Бобков внезапно закашлялся. Все, мигом позабыв распрю, окружили его: Лиса брызгала водой, Никифоров тряс за плечи. Откашлявшись до слез в глазах, режиссер тихо сказал:
- Делайте что хотите… Устал я. И впрямь, кому все это надо? 
Сцена опустела. Лиса выудила откуда-то из-за пазухи платочек, промокнула глаза. Она была уверена, что ничем хорошим сегодняшний день не закончится. И не потому, что заметила длинную прореху в занавесе, а по внутреннему ощущению, - задрожало под левой лопаткой. Лиса никогда не ожидала позитива, - и никогда не ошибалась. Никифоров бесшумно исчез, и даже явившиеся к тому времени осветители не могли точно сказать, как он ухитрился испариться со сцены.
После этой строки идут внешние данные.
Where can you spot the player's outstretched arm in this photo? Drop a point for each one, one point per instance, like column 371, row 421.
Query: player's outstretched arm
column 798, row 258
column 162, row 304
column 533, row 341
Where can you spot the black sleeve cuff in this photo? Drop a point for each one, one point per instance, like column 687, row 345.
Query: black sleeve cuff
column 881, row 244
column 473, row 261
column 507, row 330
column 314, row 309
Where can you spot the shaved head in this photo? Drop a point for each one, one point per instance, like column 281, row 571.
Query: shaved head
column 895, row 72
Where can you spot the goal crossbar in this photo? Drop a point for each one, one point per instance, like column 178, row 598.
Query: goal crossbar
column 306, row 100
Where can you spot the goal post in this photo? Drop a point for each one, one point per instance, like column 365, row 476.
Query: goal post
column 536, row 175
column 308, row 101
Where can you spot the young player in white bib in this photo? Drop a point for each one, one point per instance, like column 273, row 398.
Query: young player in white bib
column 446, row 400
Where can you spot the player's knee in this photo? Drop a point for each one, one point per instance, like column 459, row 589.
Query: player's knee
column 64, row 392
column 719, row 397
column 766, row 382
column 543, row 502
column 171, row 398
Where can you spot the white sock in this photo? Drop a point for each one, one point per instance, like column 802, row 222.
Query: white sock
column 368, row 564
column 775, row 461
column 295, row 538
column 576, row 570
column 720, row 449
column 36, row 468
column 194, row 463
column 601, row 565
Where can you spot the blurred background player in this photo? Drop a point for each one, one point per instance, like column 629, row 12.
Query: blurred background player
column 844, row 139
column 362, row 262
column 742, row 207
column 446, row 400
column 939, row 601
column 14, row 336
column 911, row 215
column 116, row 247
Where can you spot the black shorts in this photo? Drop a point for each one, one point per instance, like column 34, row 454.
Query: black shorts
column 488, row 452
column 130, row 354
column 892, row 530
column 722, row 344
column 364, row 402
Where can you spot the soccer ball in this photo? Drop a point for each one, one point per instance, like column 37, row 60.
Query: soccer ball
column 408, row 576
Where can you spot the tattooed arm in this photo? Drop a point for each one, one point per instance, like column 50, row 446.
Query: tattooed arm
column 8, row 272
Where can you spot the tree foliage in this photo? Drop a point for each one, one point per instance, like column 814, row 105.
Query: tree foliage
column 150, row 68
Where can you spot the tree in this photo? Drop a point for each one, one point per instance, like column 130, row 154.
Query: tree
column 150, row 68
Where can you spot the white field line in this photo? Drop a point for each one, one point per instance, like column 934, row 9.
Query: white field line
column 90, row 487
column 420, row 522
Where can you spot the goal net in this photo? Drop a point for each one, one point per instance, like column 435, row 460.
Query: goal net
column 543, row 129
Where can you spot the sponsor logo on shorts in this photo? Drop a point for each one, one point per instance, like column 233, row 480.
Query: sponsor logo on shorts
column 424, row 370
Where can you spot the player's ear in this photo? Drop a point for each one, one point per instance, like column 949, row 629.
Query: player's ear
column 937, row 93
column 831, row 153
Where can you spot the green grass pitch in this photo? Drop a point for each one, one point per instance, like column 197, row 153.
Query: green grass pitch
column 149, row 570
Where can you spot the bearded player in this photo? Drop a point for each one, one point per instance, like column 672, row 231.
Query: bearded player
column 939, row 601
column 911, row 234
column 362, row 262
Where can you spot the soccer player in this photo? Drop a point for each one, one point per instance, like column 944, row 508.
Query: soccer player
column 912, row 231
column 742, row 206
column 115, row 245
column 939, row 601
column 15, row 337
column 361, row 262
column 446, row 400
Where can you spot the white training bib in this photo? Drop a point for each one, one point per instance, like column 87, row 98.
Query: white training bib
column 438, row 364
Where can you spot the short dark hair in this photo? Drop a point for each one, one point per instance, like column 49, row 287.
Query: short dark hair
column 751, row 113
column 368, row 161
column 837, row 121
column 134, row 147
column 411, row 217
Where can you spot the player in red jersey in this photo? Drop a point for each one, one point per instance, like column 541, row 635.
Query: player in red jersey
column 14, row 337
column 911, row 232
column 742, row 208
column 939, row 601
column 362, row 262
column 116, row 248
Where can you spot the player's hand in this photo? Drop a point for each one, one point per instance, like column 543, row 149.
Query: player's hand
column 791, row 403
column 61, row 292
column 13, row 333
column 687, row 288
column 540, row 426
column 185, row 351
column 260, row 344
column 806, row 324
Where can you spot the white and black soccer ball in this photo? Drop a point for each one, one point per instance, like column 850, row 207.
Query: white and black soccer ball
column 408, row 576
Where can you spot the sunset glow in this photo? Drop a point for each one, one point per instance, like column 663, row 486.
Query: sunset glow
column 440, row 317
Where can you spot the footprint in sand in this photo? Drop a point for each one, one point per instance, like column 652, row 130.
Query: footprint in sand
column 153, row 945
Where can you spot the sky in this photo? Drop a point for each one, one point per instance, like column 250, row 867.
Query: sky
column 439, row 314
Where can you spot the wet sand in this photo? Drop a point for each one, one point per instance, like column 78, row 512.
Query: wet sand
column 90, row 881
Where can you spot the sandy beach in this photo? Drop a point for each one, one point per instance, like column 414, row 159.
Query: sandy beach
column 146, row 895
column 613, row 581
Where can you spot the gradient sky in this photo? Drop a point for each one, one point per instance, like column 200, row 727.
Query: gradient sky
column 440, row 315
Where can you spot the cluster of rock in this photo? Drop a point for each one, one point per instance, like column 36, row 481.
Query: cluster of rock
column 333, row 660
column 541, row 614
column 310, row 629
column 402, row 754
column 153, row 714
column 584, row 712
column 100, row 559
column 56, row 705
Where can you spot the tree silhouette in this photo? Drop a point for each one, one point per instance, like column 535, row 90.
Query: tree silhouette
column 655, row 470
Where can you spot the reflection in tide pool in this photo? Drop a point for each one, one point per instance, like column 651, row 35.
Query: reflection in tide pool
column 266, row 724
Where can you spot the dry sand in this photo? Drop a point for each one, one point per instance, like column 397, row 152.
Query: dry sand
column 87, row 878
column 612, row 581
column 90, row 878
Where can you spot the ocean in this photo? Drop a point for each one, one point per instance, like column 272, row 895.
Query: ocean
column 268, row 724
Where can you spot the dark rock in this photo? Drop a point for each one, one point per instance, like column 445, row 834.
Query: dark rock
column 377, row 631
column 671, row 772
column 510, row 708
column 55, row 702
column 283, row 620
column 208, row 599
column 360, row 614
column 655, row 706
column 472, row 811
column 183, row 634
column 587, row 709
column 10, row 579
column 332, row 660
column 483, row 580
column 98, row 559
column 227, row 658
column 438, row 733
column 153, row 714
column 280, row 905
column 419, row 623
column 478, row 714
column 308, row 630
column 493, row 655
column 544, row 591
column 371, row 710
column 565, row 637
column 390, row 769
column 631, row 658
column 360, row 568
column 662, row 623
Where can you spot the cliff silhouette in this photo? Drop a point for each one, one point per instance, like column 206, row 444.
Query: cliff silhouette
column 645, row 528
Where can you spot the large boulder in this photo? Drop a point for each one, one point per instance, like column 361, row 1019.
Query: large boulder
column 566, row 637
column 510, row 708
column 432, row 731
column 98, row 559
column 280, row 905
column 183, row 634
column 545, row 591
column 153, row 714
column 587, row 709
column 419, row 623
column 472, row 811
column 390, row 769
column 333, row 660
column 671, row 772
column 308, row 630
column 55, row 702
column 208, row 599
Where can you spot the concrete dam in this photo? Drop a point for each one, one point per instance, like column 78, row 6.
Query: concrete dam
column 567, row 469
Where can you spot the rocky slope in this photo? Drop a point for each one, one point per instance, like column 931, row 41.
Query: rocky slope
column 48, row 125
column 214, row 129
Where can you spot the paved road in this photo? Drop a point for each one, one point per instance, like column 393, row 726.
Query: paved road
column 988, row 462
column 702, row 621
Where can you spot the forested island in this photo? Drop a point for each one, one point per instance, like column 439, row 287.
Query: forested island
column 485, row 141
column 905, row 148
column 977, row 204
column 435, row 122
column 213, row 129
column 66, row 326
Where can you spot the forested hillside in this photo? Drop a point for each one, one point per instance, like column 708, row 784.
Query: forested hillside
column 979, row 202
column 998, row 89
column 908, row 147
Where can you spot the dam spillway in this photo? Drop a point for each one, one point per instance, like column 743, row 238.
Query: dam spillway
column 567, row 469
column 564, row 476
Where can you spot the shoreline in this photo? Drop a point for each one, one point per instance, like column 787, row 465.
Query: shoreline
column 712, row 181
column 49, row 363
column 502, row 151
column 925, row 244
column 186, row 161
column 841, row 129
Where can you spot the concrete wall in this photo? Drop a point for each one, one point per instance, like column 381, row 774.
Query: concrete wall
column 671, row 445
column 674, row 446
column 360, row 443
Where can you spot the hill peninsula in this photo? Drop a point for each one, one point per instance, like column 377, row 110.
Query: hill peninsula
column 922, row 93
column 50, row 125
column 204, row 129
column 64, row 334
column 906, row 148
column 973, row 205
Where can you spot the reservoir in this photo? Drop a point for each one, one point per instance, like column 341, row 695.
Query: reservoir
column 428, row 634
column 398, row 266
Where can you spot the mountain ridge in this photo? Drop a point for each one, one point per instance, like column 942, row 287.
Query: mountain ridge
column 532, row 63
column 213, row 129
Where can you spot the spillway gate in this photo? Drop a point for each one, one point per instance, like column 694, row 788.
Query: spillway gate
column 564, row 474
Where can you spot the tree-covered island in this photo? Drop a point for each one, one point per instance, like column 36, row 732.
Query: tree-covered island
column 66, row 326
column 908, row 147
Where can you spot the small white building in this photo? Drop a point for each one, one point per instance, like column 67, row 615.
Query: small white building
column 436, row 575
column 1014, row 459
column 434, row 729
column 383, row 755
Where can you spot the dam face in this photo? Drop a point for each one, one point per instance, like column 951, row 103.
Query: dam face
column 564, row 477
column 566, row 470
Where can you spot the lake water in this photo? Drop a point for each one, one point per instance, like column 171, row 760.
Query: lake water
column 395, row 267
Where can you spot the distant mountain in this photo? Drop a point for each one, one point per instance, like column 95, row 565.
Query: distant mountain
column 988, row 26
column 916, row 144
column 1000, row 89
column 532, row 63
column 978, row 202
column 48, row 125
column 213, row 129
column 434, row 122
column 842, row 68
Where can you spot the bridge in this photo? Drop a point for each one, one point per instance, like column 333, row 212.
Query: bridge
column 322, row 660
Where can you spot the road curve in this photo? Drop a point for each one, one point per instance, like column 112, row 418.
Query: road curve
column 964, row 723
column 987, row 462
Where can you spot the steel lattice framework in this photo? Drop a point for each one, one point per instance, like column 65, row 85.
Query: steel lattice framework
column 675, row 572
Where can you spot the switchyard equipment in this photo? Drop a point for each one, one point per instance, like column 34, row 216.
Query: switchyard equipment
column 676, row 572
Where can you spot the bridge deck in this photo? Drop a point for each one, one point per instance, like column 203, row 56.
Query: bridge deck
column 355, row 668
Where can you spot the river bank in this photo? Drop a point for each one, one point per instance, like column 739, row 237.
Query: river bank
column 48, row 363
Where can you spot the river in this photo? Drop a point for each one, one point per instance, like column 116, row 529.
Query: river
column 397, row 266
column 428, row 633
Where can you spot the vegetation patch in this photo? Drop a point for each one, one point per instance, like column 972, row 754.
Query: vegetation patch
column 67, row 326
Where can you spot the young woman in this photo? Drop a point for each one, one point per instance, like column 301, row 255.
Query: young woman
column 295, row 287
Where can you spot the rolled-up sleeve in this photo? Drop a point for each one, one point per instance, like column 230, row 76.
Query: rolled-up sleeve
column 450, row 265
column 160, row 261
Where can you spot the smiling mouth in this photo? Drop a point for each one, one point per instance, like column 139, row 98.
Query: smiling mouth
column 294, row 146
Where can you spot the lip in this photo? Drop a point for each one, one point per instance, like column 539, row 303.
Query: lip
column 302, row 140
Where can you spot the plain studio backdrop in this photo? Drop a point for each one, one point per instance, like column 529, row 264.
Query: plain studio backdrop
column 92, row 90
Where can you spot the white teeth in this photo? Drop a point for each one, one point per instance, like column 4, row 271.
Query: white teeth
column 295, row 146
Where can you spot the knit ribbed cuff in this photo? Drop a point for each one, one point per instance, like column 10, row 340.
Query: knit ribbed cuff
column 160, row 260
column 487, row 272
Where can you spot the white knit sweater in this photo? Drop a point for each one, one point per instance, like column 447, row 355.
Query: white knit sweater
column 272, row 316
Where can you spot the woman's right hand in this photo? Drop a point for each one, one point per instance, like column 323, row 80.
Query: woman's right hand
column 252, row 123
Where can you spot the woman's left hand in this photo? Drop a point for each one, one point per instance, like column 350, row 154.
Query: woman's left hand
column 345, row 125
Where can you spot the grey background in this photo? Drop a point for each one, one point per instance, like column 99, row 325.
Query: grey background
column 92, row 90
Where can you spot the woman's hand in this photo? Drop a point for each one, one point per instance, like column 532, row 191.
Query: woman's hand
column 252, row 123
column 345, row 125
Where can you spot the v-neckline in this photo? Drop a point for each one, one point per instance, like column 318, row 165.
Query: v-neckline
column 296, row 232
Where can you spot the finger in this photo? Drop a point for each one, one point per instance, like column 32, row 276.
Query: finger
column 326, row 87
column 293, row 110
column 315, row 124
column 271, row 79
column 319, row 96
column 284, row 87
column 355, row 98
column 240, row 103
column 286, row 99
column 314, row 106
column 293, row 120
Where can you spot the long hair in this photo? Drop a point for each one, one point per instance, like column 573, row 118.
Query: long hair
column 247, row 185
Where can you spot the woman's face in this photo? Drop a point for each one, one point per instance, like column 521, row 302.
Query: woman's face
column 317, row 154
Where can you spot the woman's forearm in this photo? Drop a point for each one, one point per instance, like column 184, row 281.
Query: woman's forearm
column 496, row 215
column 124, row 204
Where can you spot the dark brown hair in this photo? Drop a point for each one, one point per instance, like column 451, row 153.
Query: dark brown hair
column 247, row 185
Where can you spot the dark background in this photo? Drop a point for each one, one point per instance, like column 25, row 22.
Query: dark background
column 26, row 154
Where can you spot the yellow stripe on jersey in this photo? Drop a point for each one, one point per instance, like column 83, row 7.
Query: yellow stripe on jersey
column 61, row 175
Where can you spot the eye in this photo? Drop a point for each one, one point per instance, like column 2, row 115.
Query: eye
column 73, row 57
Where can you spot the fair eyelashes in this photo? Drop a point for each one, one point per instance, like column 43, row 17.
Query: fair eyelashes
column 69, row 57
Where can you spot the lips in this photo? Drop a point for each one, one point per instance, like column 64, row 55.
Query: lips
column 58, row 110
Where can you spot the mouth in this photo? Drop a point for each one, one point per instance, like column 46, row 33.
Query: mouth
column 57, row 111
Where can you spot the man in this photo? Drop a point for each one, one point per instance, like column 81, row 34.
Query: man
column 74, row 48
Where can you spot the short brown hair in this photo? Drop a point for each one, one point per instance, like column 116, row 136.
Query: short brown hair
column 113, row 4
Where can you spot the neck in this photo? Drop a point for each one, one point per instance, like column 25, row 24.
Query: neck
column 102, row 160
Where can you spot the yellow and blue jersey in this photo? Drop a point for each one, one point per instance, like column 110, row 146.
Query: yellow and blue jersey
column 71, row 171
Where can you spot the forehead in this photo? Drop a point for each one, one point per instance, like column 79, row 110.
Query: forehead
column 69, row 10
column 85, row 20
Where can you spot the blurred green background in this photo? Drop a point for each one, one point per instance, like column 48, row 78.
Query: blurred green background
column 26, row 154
Алексей сел прямо на сцену и хмыкнул.
- Что? – дернулась Лиса.
- Никогда не знал, что на сцене такие доски шершавые.
- Мы зверей играем, а они почти никогда – босиком. – деловито сообщила Кокорекина и, пройдя сцену из конца в конец, села рядом. – Да, шершавая. Как язык у кошки.
- Как наша жизнь. – откликнулся Алексей.
- Как наша жизнь….- эхом отозвалась Лиса. – Как наша жизнь.
Они смотрели снизу вверх на сумрачный зал, на белесые глаза софитов вверху, на плотные тени осветителей, на проблески лепнины на потолке, и им казалось, что они не рождались и не жили, а репетировали и репетировали будущую жизнь, и скоро, скоро придет момент их выхода в незнакомый и враждебный мир.
- Странно, - прошептала Лиса, - тянет вниз.
Она легла на спину, безжалостно примяв роскошный рыжий хвост.
- Хорошо… Как на пляже.
- Ты бывала на пляже?
- Нет….Да… Дай закурить…. На реку ходила. На озеро. У моря – ни разу. Сам знаешь, денег вечно не хватает. То то, то сё.
Синеватый дымок разматывался из тугих колечек в витые полосы, вытягивался вверх и терялся в сумерках.
- А хочется к морю?
- Как можно хотеть того, чего нет?
- Море – есть.
- Для меня его – нет, потому что оно недостижимо. Как звезда Ориона…Что за дрянь ты куришь?
- Я вообще не курю. Так, жена для хулиганов положила… Плохие?
- Крепкие. В принципе, ничего.
- Так говоришь, нет моря?
- Нет. Есть шершавые доски внутри нас и софиты над нами….
- И мы мечемся в бараке нашей души, - подхватил Алексей, - в глубине души надеясь заслужить одобрение невидимого зрителя и радуясь аплодисментам, хотя они – совсем не то, что нам нужно.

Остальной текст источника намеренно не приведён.